Postprocessing

This module contains functions to postprocess results.

class GPSat.postprocessing.SmoothingConfig(l_x: int | float = 1, l_y: int | float = 1, max: int | float = None, min: int | float = None)

Bases: object

Configuration used for hyperparameter smoothing.

Attributes:
l_x: int or float, default 1

The lengthscale (x-direction) parameter for Gaussian smoothing.

l_y: int or float, default 1

The lengthscale (y-direction) parameter for Gaussian smoothing.

max: int or float, optional

Maximal value that the hyperparameter can take.

min: int or float, optional

Minimal value that the hyperparameter can take.

Notes

This configuration is used to smooth 2D hyperparameter fields.

GPSat.postprocessing.smooth_hyperparameters(result_file: str, params_to_smooth: List[str], smooth_config_dict: Dict[str, SmoothingConfig], xy_dims: List[str] = ['x', 'y'], reference_table_suffix: str = '', table_suffix: str = '_SMOOTHED', output_file: str = None, model_name: str = None, save_config_file: bool = True)

Smooth hyperparameters in an HDF5 results file using Gaussian smoothing.

Parameters:
result_file: str

The path to the HDF5 results file.

params_to_smooth: list of str

A list of hyperparameters to be smoothed.

smooth_config_dict: Dict[str, SmoothingConfig]

A dictionary specifying smoothing configurations for each hyperparameter.
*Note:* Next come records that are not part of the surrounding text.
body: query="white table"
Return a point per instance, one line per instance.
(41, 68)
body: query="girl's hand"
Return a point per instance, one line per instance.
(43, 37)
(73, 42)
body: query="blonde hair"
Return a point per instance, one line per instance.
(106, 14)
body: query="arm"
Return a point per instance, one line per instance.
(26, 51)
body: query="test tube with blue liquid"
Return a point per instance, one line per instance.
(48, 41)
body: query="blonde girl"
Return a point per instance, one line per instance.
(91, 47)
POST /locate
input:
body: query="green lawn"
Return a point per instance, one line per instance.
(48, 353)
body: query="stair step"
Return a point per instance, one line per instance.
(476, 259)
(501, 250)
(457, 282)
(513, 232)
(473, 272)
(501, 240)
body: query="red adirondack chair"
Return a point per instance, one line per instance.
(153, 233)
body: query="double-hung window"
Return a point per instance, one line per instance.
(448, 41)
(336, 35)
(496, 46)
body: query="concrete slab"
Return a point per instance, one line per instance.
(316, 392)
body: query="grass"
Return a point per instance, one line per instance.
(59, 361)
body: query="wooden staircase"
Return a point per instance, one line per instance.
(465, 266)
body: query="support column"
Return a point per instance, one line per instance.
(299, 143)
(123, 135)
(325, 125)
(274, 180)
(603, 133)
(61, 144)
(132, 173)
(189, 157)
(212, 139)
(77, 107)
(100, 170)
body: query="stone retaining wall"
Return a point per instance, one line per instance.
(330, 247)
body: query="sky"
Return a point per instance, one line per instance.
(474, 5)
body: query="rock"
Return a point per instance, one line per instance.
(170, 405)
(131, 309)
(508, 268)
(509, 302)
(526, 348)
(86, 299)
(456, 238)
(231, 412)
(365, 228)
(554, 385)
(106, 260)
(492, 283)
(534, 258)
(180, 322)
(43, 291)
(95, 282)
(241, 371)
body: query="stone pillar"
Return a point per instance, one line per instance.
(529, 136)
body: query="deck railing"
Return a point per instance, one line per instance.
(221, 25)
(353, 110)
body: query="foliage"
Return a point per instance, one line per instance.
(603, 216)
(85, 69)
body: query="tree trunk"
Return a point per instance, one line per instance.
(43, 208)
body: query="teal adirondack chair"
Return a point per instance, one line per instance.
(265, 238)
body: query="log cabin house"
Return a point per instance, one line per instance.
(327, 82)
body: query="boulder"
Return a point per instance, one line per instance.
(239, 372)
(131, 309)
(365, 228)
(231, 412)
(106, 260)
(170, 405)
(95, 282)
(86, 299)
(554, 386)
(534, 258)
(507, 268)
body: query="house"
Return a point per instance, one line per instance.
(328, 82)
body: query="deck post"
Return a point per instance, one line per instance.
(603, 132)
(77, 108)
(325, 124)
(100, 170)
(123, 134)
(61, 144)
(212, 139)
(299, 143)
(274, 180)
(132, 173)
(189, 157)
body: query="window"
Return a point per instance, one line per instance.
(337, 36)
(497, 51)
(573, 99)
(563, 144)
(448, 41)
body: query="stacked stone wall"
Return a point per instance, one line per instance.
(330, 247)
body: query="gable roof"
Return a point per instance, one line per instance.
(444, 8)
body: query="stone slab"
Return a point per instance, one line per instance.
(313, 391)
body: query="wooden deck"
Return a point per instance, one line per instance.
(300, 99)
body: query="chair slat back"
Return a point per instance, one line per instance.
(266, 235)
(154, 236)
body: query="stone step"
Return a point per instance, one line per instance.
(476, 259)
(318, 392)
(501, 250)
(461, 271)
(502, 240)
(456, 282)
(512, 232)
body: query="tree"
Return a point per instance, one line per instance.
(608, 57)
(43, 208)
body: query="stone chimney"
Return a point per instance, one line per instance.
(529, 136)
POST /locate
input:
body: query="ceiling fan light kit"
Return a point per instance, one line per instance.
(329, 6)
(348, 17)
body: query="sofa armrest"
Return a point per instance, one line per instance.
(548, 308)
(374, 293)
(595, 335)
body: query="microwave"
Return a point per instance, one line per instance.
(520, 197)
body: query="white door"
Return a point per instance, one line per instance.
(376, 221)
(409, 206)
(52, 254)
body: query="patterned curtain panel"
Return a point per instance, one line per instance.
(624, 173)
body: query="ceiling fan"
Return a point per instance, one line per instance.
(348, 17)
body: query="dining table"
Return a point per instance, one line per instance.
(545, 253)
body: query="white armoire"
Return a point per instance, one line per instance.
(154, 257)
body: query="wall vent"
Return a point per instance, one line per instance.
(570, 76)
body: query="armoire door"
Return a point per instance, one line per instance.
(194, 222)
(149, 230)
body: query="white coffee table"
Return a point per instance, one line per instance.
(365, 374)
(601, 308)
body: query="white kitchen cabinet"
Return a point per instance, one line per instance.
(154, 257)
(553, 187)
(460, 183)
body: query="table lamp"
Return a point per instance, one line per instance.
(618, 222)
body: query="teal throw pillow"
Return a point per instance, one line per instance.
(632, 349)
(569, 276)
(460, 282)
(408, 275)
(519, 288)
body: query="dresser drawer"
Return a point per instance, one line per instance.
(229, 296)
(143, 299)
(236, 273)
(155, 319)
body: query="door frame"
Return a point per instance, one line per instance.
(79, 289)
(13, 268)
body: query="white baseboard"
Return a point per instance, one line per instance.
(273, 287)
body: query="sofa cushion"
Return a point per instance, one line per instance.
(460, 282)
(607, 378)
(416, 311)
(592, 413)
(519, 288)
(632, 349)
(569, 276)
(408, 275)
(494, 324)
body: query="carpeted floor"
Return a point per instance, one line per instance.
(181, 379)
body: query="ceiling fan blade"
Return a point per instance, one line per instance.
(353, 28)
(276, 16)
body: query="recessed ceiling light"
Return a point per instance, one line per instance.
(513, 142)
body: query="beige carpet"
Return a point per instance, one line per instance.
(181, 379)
This should be a dictionary where keys are hyperparameter names, and values are instances of the SmoothingConfig class specifying smoothing parameters.

xy_dims: list of str, default [‘x’, ‘y’]

The dimensions to use for smoothing (default: ['x', 'y']).

reference_table_suffix: str, default “”

The suffix to use for reference table names (default: "").

table_suffix: str, default “_SMOOTHED”

The suffix to add to smoothed hyperparameter table names (default: "_SMOOTHED").

output_file: str, optional

The path to the output HDF5 file to store smoothed hyperparameters.

model_name: str, optional

The name of the model for which hyperparameters are being smoothed.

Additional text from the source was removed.